Looks promising - any thoughts or experience with this? How quickly (if at all?) should we be switching from our current expression quantification pipelines?
Well, I tried it out! It still looks promising. I just ran it on some yeast data and compared it a bit to manually calculated RPKMs and some from cufflinks. It was really fast and the RPKMs look good -- cufflinks is the oddball here, while the sailfish RPKMs are closer to the manually calculated ones (from tophat counts with uniquely aligned reads). The bias correction looks a bit odd for one sample, so I'd look into that a bit more before I used that.
I assume the researchers we work with might feel more comfortable using something like this once it's actually published and everything, but it seems worth a try to me. Especially for cases where people are interested in a fairly simple known gene expression type of analysis, this could offer a nice (quick) quantification.

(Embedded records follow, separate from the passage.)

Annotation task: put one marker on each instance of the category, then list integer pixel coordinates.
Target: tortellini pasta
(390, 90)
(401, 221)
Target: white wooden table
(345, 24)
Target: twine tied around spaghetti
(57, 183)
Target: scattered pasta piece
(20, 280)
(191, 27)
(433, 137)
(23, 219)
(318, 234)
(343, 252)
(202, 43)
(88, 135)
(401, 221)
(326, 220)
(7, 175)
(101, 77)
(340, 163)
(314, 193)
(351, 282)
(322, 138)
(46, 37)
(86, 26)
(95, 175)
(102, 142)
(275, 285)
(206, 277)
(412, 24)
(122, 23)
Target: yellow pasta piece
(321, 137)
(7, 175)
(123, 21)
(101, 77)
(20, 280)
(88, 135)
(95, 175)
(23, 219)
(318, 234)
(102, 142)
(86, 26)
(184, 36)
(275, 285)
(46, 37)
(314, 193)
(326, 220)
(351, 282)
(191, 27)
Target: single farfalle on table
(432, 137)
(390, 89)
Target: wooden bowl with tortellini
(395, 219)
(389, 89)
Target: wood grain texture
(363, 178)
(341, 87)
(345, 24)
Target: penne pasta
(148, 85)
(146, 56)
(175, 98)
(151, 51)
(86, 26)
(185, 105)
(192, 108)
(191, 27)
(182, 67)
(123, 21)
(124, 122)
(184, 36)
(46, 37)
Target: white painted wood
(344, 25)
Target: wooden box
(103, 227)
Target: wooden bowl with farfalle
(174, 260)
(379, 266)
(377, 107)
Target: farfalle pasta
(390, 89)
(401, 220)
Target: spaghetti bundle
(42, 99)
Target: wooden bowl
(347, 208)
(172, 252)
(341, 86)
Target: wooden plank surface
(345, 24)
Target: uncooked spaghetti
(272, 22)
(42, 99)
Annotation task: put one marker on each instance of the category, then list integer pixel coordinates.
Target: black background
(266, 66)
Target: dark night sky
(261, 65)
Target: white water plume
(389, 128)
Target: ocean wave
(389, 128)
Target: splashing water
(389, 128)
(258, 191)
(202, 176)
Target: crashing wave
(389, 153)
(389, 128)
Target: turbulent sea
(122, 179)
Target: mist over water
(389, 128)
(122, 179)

Of course, anytime you switch to a new method, it may be good to do both for awhile just so you notice if anything is really different.
Edited to add -- The following was my fault, do not worry about it. Note: I initially tried it on some human data and building the index was taking too long, so I switched to the yeast data set. Perhaps I was being too polite with our shared server and it would have sped up more if I asked for more threads. But I let it run for 5 days or so before I gave up. Of course, this step only has to be done once for a given transcriptome and k-mer size.